Good Books

A good book is one that clarifies where you are in life and allows you to take a step forward.  Looking back, these books all  mark important stages in my life:

•  Grimm’s Fairy Tales

•  My Friend Flika/Thunderhead/How Green Was my Valley

• Jude the Obscure by Thomas Hardy

• Words For the Wind by Theodore Roethke

• Leaves of Grass by  Walt Whitman

• Tales and Sketches by Nathaniel Hawthorne

• The Old Man and the Sea by Hemingway

• Catch-22 by Joseph Heller

• Huckleberry Finn by Mark Twain

• Zen and the Art of Motorcycle Maintenance by Pirsig

• Sound and the Fury by William Faulkner

• Moby Dick by Herman Melville

• Cat’s Cradle by Kurt Vonnegut

•Lost in the Funhouse by John  Barth

• To Kill a Mockingbird by Harper Lee

•Tao Te Ching by Lao Tzu

6 thoughts on “Good Books”

  1. Several of these books are classics, and most of your readers will have absorbed a few of them. However, I am not at all sure I can equate art with making steps forward. For example, reading James Joyce is worthwhile, and fascinating, but being in the company of a great mind has never made my mind great. An experience of art does not have to take you anywhere specific. For me, art is not for art’s sake exactly, but nor is it a kind of complex instruction manual. I suppose the diversity of texts is really important in that reading can have all sorts of conscious and unconscious effects. Maybe you read in a purposeful way, whilst I read because the words are there.

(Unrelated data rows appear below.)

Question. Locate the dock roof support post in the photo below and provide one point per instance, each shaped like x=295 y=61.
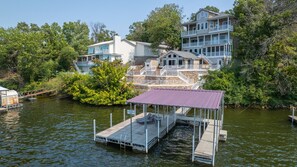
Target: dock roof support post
x=124 y=114
x=293 y=113
x=199 y=117
x=222 y=119
x=213 y=144
x=110 y=119
x=146 y=141
x=193 y=138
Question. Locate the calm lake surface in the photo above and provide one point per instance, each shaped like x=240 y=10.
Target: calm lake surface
x=59 y=132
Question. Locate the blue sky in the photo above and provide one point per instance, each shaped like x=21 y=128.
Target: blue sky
x=117 y=15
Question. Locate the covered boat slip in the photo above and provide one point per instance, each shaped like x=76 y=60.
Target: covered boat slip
x=171 y=105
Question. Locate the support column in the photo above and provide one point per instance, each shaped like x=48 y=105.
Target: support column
x=94 y=126
x=145 y=118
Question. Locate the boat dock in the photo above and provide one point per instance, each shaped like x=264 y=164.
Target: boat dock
x=141 y=132
x=121 y=133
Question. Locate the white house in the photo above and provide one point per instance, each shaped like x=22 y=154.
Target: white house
x=209 y=35
x=128 y=51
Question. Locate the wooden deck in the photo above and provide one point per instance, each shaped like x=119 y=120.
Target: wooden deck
x=294 y=118
x=182 y=111
x=204 y=150
x=121 y=133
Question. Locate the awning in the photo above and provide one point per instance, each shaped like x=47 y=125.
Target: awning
x=204 y=99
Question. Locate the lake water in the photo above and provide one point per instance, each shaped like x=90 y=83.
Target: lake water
x=59 y=132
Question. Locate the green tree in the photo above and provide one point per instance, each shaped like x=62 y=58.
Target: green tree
x=138 y=32
x=77 y=35
x=107 y=85
x=100 y=33
x=164 y=26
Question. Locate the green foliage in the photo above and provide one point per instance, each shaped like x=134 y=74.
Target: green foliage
x=107 y=85
x=137 y=32
x=163 y=25
x=265 y=59
x=36 y=54
x=77 y=36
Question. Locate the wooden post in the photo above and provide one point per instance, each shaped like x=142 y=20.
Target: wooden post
x=124 y=114
x=167 y=123
x=146 y=141
x=158 y=130
x=145 y=118
x=213 y=144
x=110 y=119
x=199 y=137
x=94 y=126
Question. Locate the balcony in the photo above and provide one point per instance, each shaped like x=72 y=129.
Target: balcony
x=221 y=28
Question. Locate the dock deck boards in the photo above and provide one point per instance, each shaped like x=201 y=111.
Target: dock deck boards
x=183 y=110
x=121 y=133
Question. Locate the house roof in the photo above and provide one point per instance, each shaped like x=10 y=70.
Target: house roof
x=183 y=54
x=204 y=99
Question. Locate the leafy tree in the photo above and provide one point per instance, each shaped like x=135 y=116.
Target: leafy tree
x=138 y=32
x=77 y=35
x=100 y=33
x=66 y=58
x=106 y=86
x=265 y=55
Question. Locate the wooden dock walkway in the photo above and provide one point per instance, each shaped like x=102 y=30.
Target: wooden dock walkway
x=121 y=133
x=34 y=93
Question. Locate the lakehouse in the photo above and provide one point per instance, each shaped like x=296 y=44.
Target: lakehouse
x=210 y=35
x=133 y=52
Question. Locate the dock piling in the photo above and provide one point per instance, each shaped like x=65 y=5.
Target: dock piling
x=293 y=114
x=146 y=141
x=110 y=119
x=94 y=125
x=124 y=114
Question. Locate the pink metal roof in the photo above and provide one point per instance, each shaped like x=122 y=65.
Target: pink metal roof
x=206 y=99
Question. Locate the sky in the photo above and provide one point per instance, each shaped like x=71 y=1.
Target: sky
x=117 y=15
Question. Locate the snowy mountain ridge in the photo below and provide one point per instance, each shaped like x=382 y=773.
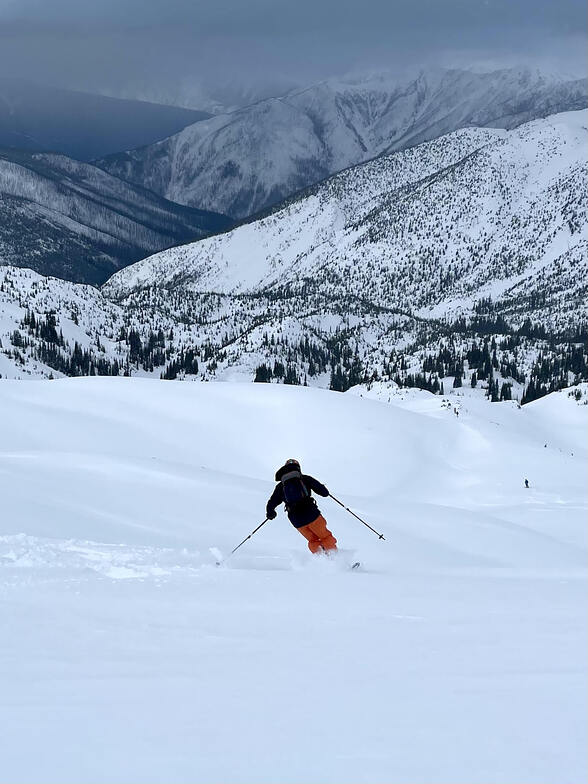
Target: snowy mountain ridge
x=461 y=259
x=63 y=217
x=244 y=161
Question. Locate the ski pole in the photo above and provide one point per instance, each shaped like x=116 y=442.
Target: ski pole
x=367 y=525
x=250 y=535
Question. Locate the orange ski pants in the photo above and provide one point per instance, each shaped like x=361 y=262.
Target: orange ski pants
x=318 y=535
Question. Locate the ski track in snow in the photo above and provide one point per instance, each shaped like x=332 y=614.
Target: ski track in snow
x=456 y=653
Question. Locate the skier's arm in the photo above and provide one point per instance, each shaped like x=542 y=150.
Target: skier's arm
x=315 y=485
x=276 y=499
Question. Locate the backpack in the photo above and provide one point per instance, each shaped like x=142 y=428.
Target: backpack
x=295 y=491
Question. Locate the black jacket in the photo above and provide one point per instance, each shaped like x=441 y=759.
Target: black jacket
x=306 y=510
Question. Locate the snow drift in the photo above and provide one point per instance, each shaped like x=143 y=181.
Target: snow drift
x=457 y=654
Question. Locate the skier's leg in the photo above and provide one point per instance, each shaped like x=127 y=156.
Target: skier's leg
x=313 y=541
x=325 y=538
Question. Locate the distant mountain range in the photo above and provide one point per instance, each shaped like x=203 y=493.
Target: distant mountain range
x=242 y=162
x=73 y=220
x=460 y=260
x=82 y=125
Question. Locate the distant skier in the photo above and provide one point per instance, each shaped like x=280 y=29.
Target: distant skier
x=294 y=490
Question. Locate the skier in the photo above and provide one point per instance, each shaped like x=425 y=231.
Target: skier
x=294 y=490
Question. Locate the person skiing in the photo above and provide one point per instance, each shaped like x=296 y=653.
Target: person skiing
x=294 y=490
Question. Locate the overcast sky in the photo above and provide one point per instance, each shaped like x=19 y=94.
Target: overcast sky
x=120 y=43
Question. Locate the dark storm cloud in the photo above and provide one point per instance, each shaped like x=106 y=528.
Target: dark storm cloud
x=110 y=42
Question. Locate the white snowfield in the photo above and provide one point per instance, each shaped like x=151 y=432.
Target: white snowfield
x=456 y=654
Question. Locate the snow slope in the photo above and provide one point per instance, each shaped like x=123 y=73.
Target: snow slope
x=243 y=161
x=458 y=653
x=473 y=214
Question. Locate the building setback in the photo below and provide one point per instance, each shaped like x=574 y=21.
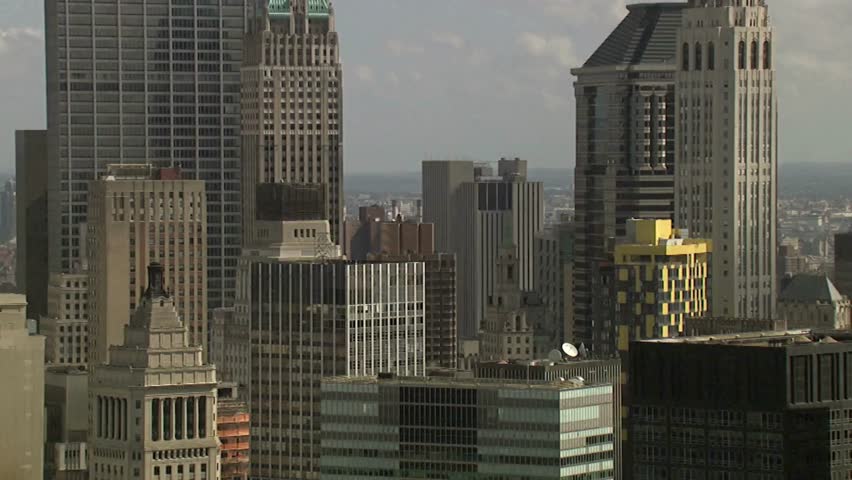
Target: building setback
x=139 y=215
x=625 y=151
x=145 y=81
x=152 y=407
x=31 y=268
x=466 y=428
x=292 y=106
x=22 y=401
x=476 y=214
x=727 y=149
x=749 y=405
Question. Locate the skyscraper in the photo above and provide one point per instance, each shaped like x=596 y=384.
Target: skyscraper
x=145 y=81
x=727 y=149
x=22 y=401
x=625 y=149
x=292 y=105
x=152 y=410
x=139 y=215
x=476 y=214
x=31 y=269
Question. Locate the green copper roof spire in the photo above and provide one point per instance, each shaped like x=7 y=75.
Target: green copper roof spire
x=314 y=7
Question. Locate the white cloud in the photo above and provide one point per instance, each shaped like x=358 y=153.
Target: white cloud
x=365 y=73
x=400 y=48
x=557 y=48
x=449 y=39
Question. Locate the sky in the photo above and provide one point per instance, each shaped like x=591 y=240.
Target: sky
x=483 y=79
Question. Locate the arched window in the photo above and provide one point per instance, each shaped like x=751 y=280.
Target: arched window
x=699 y=57
x=711 y=56
x=767 y=55
x=754 y=55
x=741 y=56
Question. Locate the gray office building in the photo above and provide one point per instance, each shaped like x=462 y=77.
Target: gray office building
x=145 y=81
x=476 y=214
x=391 y=427
x=625 y=150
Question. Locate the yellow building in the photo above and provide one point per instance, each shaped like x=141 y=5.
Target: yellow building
x=661 y=279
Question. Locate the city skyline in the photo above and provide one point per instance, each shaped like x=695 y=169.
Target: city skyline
x=545 y=37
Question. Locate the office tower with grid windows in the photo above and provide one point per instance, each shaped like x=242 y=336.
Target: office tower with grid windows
x=139 y=215
x=727 y=149
x=625 y=152
x=152 y=407
x=292 y=106
x=145 y=81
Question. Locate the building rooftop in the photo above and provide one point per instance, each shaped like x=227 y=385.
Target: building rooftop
x=810 y=288
x=315 y=7
x=462 y=380
x=647 y=35
x=764 y=339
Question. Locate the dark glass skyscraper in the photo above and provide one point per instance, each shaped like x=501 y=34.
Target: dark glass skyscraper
x=145 y=81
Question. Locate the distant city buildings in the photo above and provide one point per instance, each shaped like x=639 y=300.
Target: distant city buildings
x=625 y=160
x=476 y=214
x=66 y=325
x=749 y=405
x=31 y=275
x=292 y=106
x=661 y=279
x=727 y=149
x=466 y=428
x=812 y=301
x=153 y=405
x=159 y=87
x=138 y=215
x=22 y=401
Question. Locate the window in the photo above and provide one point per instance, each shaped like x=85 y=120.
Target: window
x=699 y=57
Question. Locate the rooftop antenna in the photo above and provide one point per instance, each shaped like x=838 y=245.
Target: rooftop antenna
x=570 y=350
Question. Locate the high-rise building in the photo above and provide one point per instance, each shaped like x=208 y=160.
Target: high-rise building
x=843 y=263
x=812 y=301
x=441 y=305
x=476 y=214
x=8 y=212
x=66 y=325
x=727 y=149
x=661 y=279
x=139 y=215
x=66 y=423
x=625 y=150
x=748 y=405
x=233 y=424
x=554 y=263
x=22 y=401
x=31 y=275
x=447 y=427
x=152 y=407
x=143 y=81
x=292 y=106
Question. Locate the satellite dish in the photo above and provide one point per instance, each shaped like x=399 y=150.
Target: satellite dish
x=555 y=356
x=570 y=350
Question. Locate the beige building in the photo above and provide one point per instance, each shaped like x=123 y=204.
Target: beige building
x=292 y=106
x=66 y=326
x=812 y=301
x=727 y=149
x=22 y=400
x=138 y=215
x=153 y=405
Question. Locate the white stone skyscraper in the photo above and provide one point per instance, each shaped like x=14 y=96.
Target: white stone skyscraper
x=726 y=161
x=292 y=105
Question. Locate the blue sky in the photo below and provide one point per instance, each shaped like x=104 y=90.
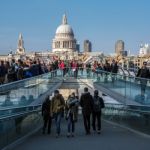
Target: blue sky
x=103 y=22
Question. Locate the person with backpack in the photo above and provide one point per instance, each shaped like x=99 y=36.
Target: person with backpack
x=58 y=105
x=46 y=113
x=71 y=113
x=87 y=107
x=98 y=104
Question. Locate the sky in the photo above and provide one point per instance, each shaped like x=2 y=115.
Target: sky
x=103 y=22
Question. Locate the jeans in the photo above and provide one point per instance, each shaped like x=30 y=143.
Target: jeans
x=71 y=124
x=96 y=116
x=57 y=118
x=47 y=121
x=86 y=119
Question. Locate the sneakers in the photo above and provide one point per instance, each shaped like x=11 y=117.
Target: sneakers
x=57 y=135
x=70 y=135
x=99 y=132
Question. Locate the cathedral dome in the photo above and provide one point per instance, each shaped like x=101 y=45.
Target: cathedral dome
x=64 y=28
x=64 y=40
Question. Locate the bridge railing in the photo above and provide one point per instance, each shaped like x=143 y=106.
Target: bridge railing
x=131 y=116
x=19 y=125
x=24 y=92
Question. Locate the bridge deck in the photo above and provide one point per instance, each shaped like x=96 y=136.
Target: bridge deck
x=111 y=138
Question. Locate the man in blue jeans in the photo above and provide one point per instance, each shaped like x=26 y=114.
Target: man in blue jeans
x=58 y=105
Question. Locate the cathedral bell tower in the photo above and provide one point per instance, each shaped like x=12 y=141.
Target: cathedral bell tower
x=20 y=46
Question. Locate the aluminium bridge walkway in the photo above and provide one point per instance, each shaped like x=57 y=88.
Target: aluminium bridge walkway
x=112 y=137
x=17 y=121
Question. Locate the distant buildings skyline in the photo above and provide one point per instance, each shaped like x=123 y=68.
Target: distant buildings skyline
x=102 y=22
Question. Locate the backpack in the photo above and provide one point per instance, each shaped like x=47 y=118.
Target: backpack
x=98 y=103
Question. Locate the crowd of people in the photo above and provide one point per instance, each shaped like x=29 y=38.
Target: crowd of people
x=56 y=108
x=22 y=69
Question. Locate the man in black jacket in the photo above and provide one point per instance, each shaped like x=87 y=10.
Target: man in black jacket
x=144 y=74
x=46 y=113
x=98 y=104
x=86 y=104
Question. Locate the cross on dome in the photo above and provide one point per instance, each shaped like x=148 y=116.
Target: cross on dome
x=64 y=19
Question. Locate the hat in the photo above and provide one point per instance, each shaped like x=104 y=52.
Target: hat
x=56 y=92
x=96 y=92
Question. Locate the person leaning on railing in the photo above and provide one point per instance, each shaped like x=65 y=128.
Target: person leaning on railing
x=144 y=74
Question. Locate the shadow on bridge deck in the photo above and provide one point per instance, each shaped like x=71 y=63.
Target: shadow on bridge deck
x=111 y=138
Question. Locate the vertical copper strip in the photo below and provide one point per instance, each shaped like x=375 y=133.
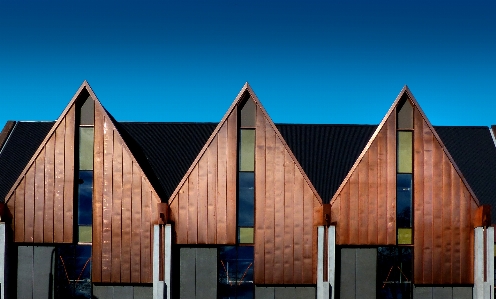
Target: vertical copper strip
x=363 y=200
x=96 y=264
x=448 y=205
x=117 y=187
x=203 y=200
x=136 y=226
x=39 y=197
x=353 y=220
x=428 y=201
x=127 y=182
x=146 y=201
x=391 y=178
x=260 y=201
x=70 y=123
x=29 y=205
x=278 y=213
x=269 y=202
x=418 y=198
x=298 y=217
x=288 y=256
x=373 y=220
x=222 y=185
x=58 y=229
x=49 y=189
x=456 y=224
x=212 y=192
x=19 y=211
x=437 y=207
x=232 y=158
x=382 y=203
x=182 y=224
x=193 y=206
x=309 y=232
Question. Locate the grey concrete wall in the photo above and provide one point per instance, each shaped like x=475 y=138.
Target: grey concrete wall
x=358 y=265
x=442 y=292
x=33 y=269
x=198 y=273
x=289 y=292
x=122 y=292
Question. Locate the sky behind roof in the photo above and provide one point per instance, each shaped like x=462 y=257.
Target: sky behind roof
x=308 y=62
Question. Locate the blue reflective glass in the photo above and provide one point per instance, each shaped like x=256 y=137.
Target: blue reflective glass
x=394 y=272
x=85 y=195
x=404 y=201
x=73 y=271
x=235 y=277
x=246 y=199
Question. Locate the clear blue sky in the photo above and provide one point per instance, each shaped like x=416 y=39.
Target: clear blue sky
x=308 y=62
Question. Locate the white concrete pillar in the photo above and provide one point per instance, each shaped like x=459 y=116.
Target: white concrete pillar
x=167 y=258
x=331 y=258
x=320 y=262
x=3 y=259
x=479 y=263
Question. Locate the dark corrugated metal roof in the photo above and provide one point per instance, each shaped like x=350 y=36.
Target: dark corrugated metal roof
x=326 y=152
x=20 y=146
x=165 y=151
x=474 y=153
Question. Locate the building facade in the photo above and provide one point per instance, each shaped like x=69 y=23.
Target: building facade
x=96 y=208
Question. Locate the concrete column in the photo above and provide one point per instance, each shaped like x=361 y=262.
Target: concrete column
x=331 y=258
x=490 y=262
x=322 y=287
x=3 y=259
x=479 y=263
x=167 y=259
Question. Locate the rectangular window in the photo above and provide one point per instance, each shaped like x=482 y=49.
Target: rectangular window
x=394 y=272
x=235 y=272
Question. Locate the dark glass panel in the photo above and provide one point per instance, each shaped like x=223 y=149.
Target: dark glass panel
x=87 y=113
x=72 y=271
x=404 y=200
x=235 y=278
x=247 y=150
x=246 y=199
x=248 y=114
x=86 y=148
x=405 y=115
x=405 y=152
x=394 y=272
x=85 y=195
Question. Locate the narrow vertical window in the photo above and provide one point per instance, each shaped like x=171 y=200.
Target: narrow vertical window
x=85 y=173
x=404 y=176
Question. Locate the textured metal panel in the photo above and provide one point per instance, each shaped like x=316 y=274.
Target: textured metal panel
x=123 y=292
x=305 y=293
x=187 y=279
x=422 y=293
x=442 y=292
x=41 y=271
x=206 y=272
x=348 y=276
x=103 y=292
x=142 y=292
x=284 y=292
x=462 y=292
x=366 y=273
x=24 y=272
x=264 y=292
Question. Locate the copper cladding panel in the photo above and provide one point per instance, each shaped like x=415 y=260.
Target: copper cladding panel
x=443 y=214
x=365 y=209
x=287 y=213
x=204 y=209
x=41 y=203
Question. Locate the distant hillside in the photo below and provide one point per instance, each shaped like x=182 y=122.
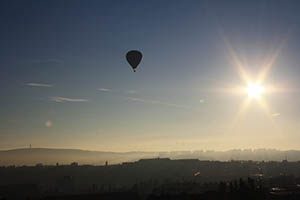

    1. As an English teacher with seven years of college, I’ve read an awful lot of books, but these seemed most meaningful to me when I read them because they helped me understand myself at the point I read them. I don’t have that kind of emotional reaction to most books I’ve read. But, yes, I only read books in a purposeful way. I exercise for entertainment or watch TV. I tried to write another entry between the entry on does anybody read anymore and this list of books, but I couldn’t make sense of enough that I wanted to post it.

  2. I like your list! There were a few that were new to me, but I’ve read most of them. I had forgotten about “Zen and the art of motorcycle maintenance,” and want to re-read that one.

    I’m also planning to re-read “The old man and the sea.” I was forced to read it in school as a teenager, but I don’t think I was anywhere near old enough to appreciate it. Teenage boys were hardly Hemingway’s target audience. I think it might have more resonance now.

    1. I’ve written about both of them earlier on this blog — back in the days when I was more ambitious.

      They both represent different stages of my life, as do all of them. I suspect they are somehow “layered” into my personality, though undoubtedly modified by later life experiences.
      experiences I had

  3. You might enjoy Primo Levi’s “The Search for Roots.” He offers samples from books that shaped his life, and introduces them with short explanations. One of your books is on his list, too.

    1. Surprisingly that is one of his books my public library doesn’t stock. It must be out of print since Amazon only lists it through third-party sellers.